After mile 28, we came back through the Start/Finish Area to go out the other way on the PCT. Everyone here was so ecstatic (including the race directors!) and my crew and pups were there cheering and handing me my new water bottle and gels. I was 8-10 minutes up on my projected pace (which was around the old CR time) through here, but felt good, so I kept it up. The second out-n-back starts with a gradual up hill to an aid 5.4 miles out, where my friend Gordo was, and then drops down and back up again to the final aid station (mile 39.8) where we turn around and head back to the finish. Since my GPS was about as helpful as I am without my glasses on, I just ran based on elapsed time for the entire run and between aid stations. By the time I was closing in on the final turn-around, I was 16-17 gels in ( yes, I know that is a crap ton of gels ), feeling good, and witnessing the men’s race unfold. Laney ran past me first (~15 min before the aid) with Patrick about 5 minutes back, both looking strong. Then Duncan was about 5-6 minutes ahead of me. They all looked solid, but maybe I could catch one?

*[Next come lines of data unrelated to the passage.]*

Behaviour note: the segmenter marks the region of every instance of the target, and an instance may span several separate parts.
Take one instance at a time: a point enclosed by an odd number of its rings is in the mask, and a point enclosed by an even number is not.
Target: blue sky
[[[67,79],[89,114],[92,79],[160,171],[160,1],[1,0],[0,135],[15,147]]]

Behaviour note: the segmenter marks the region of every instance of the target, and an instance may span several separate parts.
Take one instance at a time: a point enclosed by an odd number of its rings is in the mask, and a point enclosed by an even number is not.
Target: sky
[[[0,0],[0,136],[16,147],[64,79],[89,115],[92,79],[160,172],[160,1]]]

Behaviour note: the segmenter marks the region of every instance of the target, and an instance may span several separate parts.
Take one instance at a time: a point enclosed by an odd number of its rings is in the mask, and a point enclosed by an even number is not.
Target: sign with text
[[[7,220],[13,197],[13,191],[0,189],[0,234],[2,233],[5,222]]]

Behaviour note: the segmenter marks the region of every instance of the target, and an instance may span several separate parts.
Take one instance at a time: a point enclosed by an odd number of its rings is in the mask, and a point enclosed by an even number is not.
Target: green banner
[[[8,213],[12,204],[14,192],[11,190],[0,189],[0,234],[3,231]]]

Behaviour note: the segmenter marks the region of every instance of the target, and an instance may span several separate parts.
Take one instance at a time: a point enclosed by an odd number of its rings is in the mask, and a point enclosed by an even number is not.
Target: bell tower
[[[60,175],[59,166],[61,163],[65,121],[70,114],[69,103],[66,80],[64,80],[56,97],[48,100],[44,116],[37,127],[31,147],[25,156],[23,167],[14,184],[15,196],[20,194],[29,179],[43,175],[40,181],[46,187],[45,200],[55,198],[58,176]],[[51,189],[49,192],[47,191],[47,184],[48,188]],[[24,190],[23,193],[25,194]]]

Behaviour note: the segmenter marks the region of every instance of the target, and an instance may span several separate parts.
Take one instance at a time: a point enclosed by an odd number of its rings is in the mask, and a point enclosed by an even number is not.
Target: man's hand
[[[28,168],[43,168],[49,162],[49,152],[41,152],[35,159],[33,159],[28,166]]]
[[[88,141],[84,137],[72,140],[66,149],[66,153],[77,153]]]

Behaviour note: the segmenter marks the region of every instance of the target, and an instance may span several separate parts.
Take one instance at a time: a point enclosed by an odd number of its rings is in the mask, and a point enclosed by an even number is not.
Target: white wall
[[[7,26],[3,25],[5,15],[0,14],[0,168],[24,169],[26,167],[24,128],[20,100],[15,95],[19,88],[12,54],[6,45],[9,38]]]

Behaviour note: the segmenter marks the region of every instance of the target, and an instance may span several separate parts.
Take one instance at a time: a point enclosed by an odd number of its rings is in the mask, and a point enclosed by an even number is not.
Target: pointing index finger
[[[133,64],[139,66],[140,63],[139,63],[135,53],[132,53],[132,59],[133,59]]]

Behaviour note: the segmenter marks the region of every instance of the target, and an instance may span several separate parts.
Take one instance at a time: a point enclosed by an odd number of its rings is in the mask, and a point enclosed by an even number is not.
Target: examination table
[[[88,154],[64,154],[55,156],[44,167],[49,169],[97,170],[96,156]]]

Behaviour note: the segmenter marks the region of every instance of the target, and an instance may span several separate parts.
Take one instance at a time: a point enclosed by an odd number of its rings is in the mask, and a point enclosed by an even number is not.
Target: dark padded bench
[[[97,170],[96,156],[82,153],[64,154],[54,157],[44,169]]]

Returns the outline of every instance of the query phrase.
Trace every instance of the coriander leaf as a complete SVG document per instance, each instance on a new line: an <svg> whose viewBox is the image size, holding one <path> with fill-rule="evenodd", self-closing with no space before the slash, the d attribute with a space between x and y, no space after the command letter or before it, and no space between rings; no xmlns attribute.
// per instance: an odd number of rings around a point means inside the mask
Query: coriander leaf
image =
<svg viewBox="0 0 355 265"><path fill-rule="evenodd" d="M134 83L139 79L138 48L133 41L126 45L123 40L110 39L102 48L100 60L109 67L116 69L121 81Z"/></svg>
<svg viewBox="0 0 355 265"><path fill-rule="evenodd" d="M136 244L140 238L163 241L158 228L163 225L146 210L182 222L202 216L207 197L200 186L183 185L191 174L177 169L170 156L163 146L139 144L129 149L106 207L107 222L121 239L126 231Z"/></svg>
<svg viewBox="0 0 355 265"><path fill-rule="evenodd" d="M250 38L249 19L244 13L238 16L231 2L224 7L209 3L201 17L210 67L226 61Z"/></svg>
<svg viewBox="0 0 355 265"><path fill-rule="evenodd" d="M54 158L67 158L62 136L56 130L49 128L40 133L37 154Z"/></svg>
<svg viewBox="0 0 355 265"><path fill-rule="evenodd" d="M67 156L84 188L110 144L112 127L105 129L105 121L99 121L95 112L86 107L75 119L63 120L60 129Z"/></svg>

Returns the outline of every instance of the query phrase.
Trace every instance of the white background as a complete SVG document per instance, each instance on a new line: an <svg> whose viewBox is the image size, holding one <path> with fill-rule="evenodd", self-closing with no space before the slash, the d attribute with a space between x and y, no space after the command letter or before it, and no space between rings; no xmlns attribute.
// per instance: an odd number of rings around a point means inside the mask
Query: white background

Then I saw JJ coming through about 7 minutes behind me, and the second place female looking steady about 5 minutes behind him! I got to the final climb, which was a bit annoying and in the sun, and took me a couple of minutes to get over a mini pity party and run it without wanting to hike.
“Suck it up, Keely. Gosh” I said to myself.
Then immediately began to push, and laugh, because I thought of Napoleon Dynamite. Give me your tots, Gosh!
I am weird.
Coming into the final aid station around 6 hours I heard Gordo playing the fiddle and I knew I could break the course record (which came first the chicken or the egg?). That had been my goal the entire day, but I was never 100% confident until that moment. 5.3 miles all downhill to the finish. Wahoo! This descent was awesome and I was running around 7’30 pace pretty easily, until about 1.5 miles from the finish where I got super excited seeing some people coming out on their out-n-back, waved, and immediately superman dove head first into the trail.
Their faces were horrified. I grunted, grabbed my water bottle, looked myself all the way down, laughed, told them I was okay, and was off. This time I ran about 8’30-9 minute pace. The only way I wouldn’t get the CR is if I continued to fall my way down the hill. Knowing my track record, I knew that was not entirely impossible, so I slowed down and stopped being way too over the top when I saw others, and was just my normal cheery self.
I passed Duncan shortly thereafter, and tried to pull him with me, but he was having some cramping, so he cheered me on. I ran to the finish with a big grin across my face, knowing how ridiculous and covered in dirt I looked but also relishing in the fact that I completed my very top goal for the race.
6:46:12, 1st female, new CR, 3rd Overall.
I celebrated JJ finishing in fourth- sub 7 hours- and so incredibly grateful . I witnessed the second place female crush it, and come in sub 7 hours as well! Studette! And I shared countless finishes with racers crossing the line with the same, satisfied overly-goofy smile across their faces. It was incredible. I stayed until late that night cheering everyone in, chatting with the awesome people in our community, and 100% content. This is what it is all about. Results aside, we all endure this crazy stuff for the community. I don’t think I will ever be able to leave it.
The next day I got to see some friends race the 50k! Shout out to Danielle and Chris for coming out top 10 even though they both crewed for me all day on Saturday. And congrats to Susie and her TR teammate for crushing it as well. And a big shout out to EVERY ONE ELSE who was out there this weekend (there are too many!)!
A special thank you to GU energy labs and Inside Tracker for the support and for helping me figure out my health and allow me to train at the top of my potential. And a huge thank you to Nike Trail for sponsoring these great races, believing in me,and providing great support.
As always, here are my tallies:
2 potty breaks in good ole mother nature
16 x GU Peanut Butter or Chocolate Coconut gels in the first 35 miles
2 x cute pups spotted with my crew all day
32 x wahoos!
1 x being called a unicorn on the trail
50+x Great job! Keep it up!
1 x angel running with me
2.5 x falls (superman counts as 2)
1 x GU Beanie (until mile 9)
>12 new friends
Happy running everyone :) If you see me out on the trails, I wasn't mauled by a bear. It was just me being clumsy.